El rostro de Yvonne se puso pálido, “¿Qué está pasando?”

Los ojos de Hattie ardían de animosidad. “Antes de que regresaras al país, Estelle ya había conocido al Sr. Lamont. Incluso afirmó ser su sobrina. En realidad, ella era solo una tutora de la familia Lamont. Fui lo suficientemente tonto como para creer que realmente eran tío y sobrina. Entonces, cuando los vi juntos en el banquete, no pensé en eso. No fue hasta más tarde, cuando las cosas parecían sospechosas, que comencé a investigar. ¡Fue entonces cuando descubrí que Estelle era simplemente una compañera de clase de la sobrina real del Sr. Lamont!

Furiosa, Hattie continuó: “¡Estelle usó su oportunidad de tutoría en la familia Lamont para seducir al Sr. Lamont! Temiendo que la interrogaras cuando volvieras, difundió deliberadamente rumores sobre el Sr. Lamont y yo, haciéndote apuntar a mí. ¡Ella es tan maliciosa!

Mientras Yvonne pensaba en las reacciones de Jonathan durante sus pocas reuniones desde su regreso, se puso cada vez más ansiosa.

Justo ahora, defendió a Estelle tan abiertamente, ¡y esta ni siquiera era la primera vez!

¿Será cierto que a Jonathan le gusta Estelle?

Es imposible. Hay una gran brecha entre su estatus social y la edad. ¿Cómo podría enamorarse de una chica que no es nada?

Los ojos de Yvonne parpadearon, sus pensamientos girando en un torbellino.

Al observar la reacción de Yvonne, Hattie supo que había logrado su objetivo. Se levantó lentamente de su asiento y habló: “En mi corazón, usted es el único que merece al Sr. Lamont. ¡Estelle no es nada comparada contigo! Realmente no quiero verte engañado por ella por más tiempo, así que compartí todo lo que sé. Si lo duda, considere si la relación entre el Sr. Lamont y Estelle es verdaderamente pura.

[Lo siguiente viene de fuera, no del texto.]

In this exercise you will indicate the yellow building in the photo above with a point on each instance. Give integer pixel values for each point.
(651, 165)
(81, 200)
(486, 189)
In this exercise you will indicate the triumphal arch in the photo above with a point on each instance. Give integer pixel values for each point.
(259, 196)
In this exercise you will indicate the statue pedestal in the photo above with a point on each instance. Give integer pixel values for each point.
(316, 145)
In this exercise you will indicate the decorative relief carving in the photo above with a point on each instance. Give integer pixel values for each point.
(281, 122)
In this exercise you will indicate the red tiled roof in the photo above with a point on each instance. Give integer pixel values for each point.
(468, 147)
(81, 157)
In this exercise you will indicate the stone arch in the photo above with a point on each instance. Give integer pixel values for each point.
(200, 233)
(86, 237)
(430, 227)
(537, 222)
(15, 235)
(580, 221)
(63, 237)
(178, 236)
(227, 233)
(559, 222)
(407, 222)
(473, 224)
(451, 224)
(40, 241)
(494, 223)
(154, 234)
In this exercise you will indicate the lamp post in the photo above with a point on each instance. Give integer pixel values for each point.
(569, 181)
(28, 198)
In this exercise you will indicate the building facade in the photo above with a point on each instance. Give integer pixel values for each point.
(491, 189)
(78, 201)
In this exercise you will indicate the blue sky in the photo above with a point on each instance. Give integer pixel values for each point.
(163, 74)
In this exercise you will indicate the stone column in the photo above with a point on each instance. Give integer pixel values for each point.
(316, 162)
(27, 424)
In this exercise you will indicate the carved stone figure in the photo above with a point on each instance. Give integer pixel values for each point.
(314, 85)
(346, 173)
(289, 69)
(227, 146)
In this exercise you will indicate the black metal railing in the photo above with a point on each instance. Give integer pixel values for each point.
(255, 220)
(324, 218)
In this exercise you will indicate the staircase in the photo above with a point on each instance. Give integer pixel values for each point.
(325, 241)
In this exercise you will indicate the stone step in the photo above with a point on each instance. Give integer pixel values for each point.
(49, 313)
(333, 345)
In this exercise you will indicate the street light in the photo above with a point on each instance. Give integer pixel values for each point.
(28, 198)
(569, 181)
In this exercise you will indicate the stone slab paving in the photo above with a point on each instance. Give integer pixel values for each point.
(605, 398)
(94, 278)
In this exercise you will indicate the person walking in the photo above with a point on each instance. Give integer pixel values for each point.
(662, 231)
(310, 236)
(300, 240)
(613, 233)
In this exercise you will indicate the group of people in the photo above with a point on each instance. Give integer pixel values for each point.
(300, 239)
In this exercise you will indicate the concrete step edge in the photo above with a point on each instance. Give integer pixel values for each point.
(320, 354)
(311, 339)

Con eso, Hattle se alejó, sus pasos deliberados y medidos.

Las manos de Yvonne se volvieron heladas, su corazón se llenó de inquietud. Siempre había creído que Jonathan sentía algo por ella y que nadie más lo influiría, incluso después de todos estos años de separación.

Pero ahora se preguntaba si sus acciones eran simplemente una respuesta a su rechazo hace tantos años, una forma de represalia contra ella.

su.

Es natural que un hombre pierda el control de vez en cuando, ¡pero ella no permitiría que la persona en su corazón no fuera ella!

Yvonne inhaló profundamente para calmar su pánico y sacó su teléfono para llamar a Josiah.

Josiah respondió rápidamente, felizmente diciendo: “¿Yvonne? ¿Qué te hizo pensar en llamarme? ¿Tu película no empieza hoy? Estaba planeando ir a visitarte después del trabajo esta tarde.

“¡Josías!” La voz de Yvonne era pesada: “Somos los mejores amigos y nunca me has mentido, ¿verdad?”.